Construction and Analysis of the Tumor-Specific mRNA-miRNA-lncRNA Network in Gastric Cancer

Xiaohao Zheng; Xiaohui Wang; Li Zheng; Hao Zhao; Wenbin Li; Bingzhi Wang; Liyan Xue; Yantao Tian; Yibin Xie

doi:10.3389/fphar.2020.01112

Construction and Analysis of the Tumor-Specific mRNA-miRNA-lncRNA Network in Gastric Cancer

Front Pharmacol. 2020 Jul 21:11:1112. doi: 10.3389/fphar.2020.01112. eCollection 2020.

Authors

Xiaohao Zheng¹, Xiaohui Wang², Li Zheng³, Hao Zhao⁴, Wenbin Li⁵, Bingzhi Wang⁵, Liyan Xue⁵, Yantao Tian¹, Yibin Xie¹

Affiliations

¹ Department of Pancreatic and Gastric Surgery, National Cancer Center/National Clinical Research Center for Cancer/Cancer Hospital, Chinese Academy of Medical Sciences and Peking Union Medical College, Beijing, China.
² Department of General Surgery, Xuanwu Hospital, Capital Medical University, Beijing, China.
³ Department of General Surgery, The First People's Hospital of Dongcheng District, Beijing, China.
⁴ Department of Cardiovascular Surgery, China-Japan Friendship Hospital, Beijing, China.
⁵ Department of Pathology, National Cancer Center/National Clinical Research Center for Cancer/Cancer Hospital, Chinese Academy of Medical Sciences and Peking Union Medical College, Beijing, China.

Abstract

Weighted correlation network analysis (WGCNA) is a statistical method that has been widely used in recent years to explore gene co-expression modules. Competing endogenous RNA (ceRNA) is commonly involved in the cancer gene expression regulation mechanism. Some ceRNA networks are recognized in gastric cancer; however, the prognosis-associated ceRNA network has not been fully identified using WGCNA. We performed WGCNA using datasets from The Cancer Genome Atlas (TCGA) and the Genotype-Tissue Expression (GTEx) to identify cancer-associated modules.
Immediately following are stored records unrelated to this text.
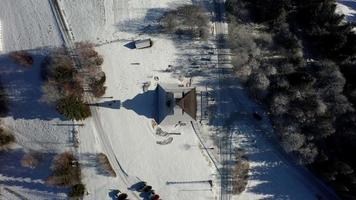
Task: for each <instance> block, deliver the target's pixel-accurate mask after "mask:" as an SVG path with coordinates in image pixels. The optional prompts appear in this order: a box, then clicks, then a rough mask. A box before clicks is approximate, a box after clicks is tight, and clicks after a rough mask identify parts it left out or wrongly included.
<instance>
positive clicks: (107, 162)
mask: <svg viewBox="0 0 356 200" xmlns="http://www.w3.org/2000/svg"><path fill="white" fill-rule="evenodd" d="M98 162H99V164H100V166H101V167H102V168H103V169H104V170H105V172H106V173H107V174H109V175H110V176H113V177H116V173H115V171H114V169H113V168H112V166H111V164H110V162H109V159H108V157H107V156H106V155H105V154H103V153H99V154H98Z"/></svg>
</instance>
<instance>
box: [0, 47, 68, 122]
mask: <svg viewBox="0 0 356 200" xmlns="http://www.w3.org/2000/svg"><path fill="white" fill-rule="evenodd" d="M47 51H48V50H46V49H45V48H43V49H33V50H28V52H29V53H30V54H31V55H32V57H33V59H34V63H33V65H32V66H30V67H25V66H20V65H18V64H16V63H15V62H14V61H13V60H11V59H10V58H9V54H2V55H0V73H1V79H2V82H3V86H4V88H5V91H6V93H7V96H8V99H9V104H10V105H9V108H10V109H9V113H8V115H9V116H12V117H13V118H14V119H43V120H50V119H54V118H59V119H63V117H62V116H61V115H60V114H58V113H57V112H56V110H55V108H54V106H49V105H47V104H45V103H43V102H41V101H40V99H41V96H42V90H41V86H42V77H41V71H42V70H41V67H42V62H43V60H44V58H45V57H46V55H47V53H46V52H47Z"/></svg>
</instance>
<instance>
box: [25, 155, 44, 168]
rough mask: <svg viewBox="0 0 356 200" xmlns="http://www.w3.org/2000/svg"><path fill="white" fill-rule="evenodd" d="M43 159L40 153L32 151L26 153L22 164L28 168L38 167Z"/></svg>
mask: <svg viewBox="0 0 356 200" xmlns="http://www.w3.org/2000/svg"><path fill="white" fill-rule="evenodd" d="M40 160H41V156H40V154H39V153H35V152H30V153H26V154H25V155H24V156H23V157H22V159H21V166H22V167H28V168H36V167H37V165H38V164H39V162H40Z"/></svg>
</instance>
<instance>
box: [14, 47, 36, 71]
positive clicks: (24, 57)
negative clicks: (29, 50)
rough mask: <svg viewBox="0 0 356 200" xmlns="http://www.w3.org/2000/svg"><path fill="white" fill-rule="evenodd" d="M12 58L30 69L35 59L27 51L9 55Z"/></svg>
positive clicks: (15, 51) (20, 64) (22, 65)
mask: <svg viewBox="0 0 356 200" xmlns="http://www.w3.org/2000/svg"><path fill="white" fill-rule="evenodd" d="M9 56H10V58H11V59H12V60H13V61H14V62H16V63H18V64H20V65H22V66H25V67H30V66H32V64H33V57H32V56H31V54H29V53H28V52H26V51H14V52H11V53H10V54H9Z"/></svg>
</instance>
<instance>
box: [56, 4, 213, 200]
mask: <svg viewBox="0 0 356 200" xmlns="http://www.w3.org/2000/svg"><path fill="white" fill-rule="evenodd" d="M175 2H178V3H179V4H183V3H189V1H173V0H163V1H162V0H130V1H97V0H92V1H75V2H73V1H70V0H62V1H61V6H62V9H63V10H64V14H65V16H66V19H67V23H68V26H69V27H70V29H71V30H72V33H73V35H74V38H75V40H76V41H83V40H88V41H91V42H93V43H95V44H97V46H98V47H97V50H98V51H99V53H100V54H102V55H103V56H104V64H103V70H104V72H105V73H106V75H107V83H106V84H107V86H108V88H107V92H106V94H105V96H106V97H113V98H112V99H102V100H101V103H100V106H98V107H93V108H92V111H93V118H92V119H89V120H87V121H85V124H86V125H85V127H83V128H80V129H79V134H80V142H81V144H80V148H79V153H80V155H83V156H82V159H81V160H82V161H83V162H86V160H88V159H87V158H86V156H85V155H95V154H96V153H98V152H104V153H105V154H107V155H108V157H109V160H110V161H111V163H112V165H113V168H114V169H115V170H116V172H117V173H118V174H119V175H118V177H117V178H108V177H105V176H102V175H100V174H98V173H97V171H96V168H95V167H84V174H85V180H84V182H85V183H86V184H87V187H88V191H89V195H88V196H86V197H85V198H87V199H99V198H100V199H108V198H109V195H110V192H111V190H112V189H119V190H121V191H123V192H127V193H129V196H130V198H134V197H135V195H139V194H138V193H136V192H132V191H131V190H130V189H128V188H130V187H131V186H132V185H134V184H135V183H136V182H138V181H139V180H143V181H146V182H147V183H148V184H150V185H152V186H153V188H154V190H155V191H156V192H157V193H158V194H159V195H160V196H161V197H162V199H179V200H182V199H213V197H214V193H213V191H212V188H211V186H210V184H209V183H208V182H202V183H192V181H193V182H194V181H208V180H212V179H214V177H213V171H212V168H211V167H210V166H209V161H208V160H207V158H206V157H204V154H203V152H202V150H201V148H200V147H199V144H198V139H197V137H196V135H195V133H194V132H193V129H192V127H191V126H190V124H188V125H187V126H184V127H180V126H178V127H176V128H175V129H170V130H167V129H166V130H165V131H172V132H179V133H181V135H179V136H174V137H173V142H172V143H171V144H168V145H159V144H157V143H156V142H157V141H161V140H164V139H165V138H162V137H158V136H157V135H155V131H154V130H153V128H152V117H153V109H154V102H153V101H154V100H155V98H154V92H153V91H152V90H153V89H154V88H155V86H156V84H157V83H158V82H162V83H179V81H178V79H175V78H173V77H172V76H171V75H170V74H169V73H164V72H163V70H164V69H166V68H167V67H168V65H176V60H177V54H179V52H178V51H177V50H176V47H175V45H174V42H173V41H172V40H170V39H168V38H166V37H165V36H164V35H160V34H154V35H146V34H144V33H142V30H143V29H144V28H148V27H149V25H151V26H154V23H155V21H156V19H157V17H159V16H160V15H162V14H163V12H164V10H166V9H167V8H168V7H171V8H172V5H173V6H176V3H175ZM177 5H178V4H177ZM88 13H90V16H89V17H88ZM148 37H150V38H151V39H152V41H153V47H152V48H148V49H142V50H135V49H130V48H128V45H127V44H128V43H130V42H131V41H132V40H136V39H144V38H148ZM154 76H157V77H159V81H158V82H157V81H155V80H154ZM147 81H151V86H150V90H149V91H148V92H145V93H144V92H143V91H142V86H143V83H144V82H147ZM114 101H115V102H114ZM89 157H90V156H89ZM84 166H85V165H84ZM108 180H109V181H108Z"/></svg>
The criteria of differentially expressed RNAs between normal stomach samples and gastric cancer samples were set at the false discovery rate (FDR) < 0.01 and |fold change (FC)| > 1.3. The ceRNA relationships obtained from the RNAinter database were examined by both the Pearson correlation test and hypergeometric test to confirm the mRNA-lncRNA regulation. Overlapped genes were recognized at the intersections of genes predicted by ceRNA relationships, differentially expressed genes, and genes in cancer-specific modules. These were then used for univariate and multivariate Cox analyses to construct a risk score model. The ceRNA network was constructed based on the genes in this model. WGCNA-uncovered genes in the green and turquoise modules are those most associated with gastric cancer. Eighty differentially expressed genes were observed to have potential prognostic value, which led to the identification of 12 prognosis-related mRNAs (KIF15, FEN1, ZFP69B, SP6, SPARC, TTF2, MSI2, KYNU, ACLY, KIF21B, SLC12A7, and ZNF823) to construct a risk score model. The risk genes were validated using the GSE62254 and GSE84433 datasets, with 0.82 as the universal cutoff value. 12 genes, 12 lncRNAs, and 35 miRNAs were used to build a ceRNA network with 86 dysregulated lncRNA-mRNA ceRNA pairs. Finally, we developed a 12-gene signature from both prognosis-related and tumor-specific genes, and then constructed a ceRNA network in gastric cancer. Our findings may provide novel insights into the treatment of gastric cancer.

Keywords: Gene Expression Omnibus; Genotype-Tissue Expression; The Cancer Genome Atlas; competing endogenous RNA; gastric cancer; risk score; weighted correlation network analysis.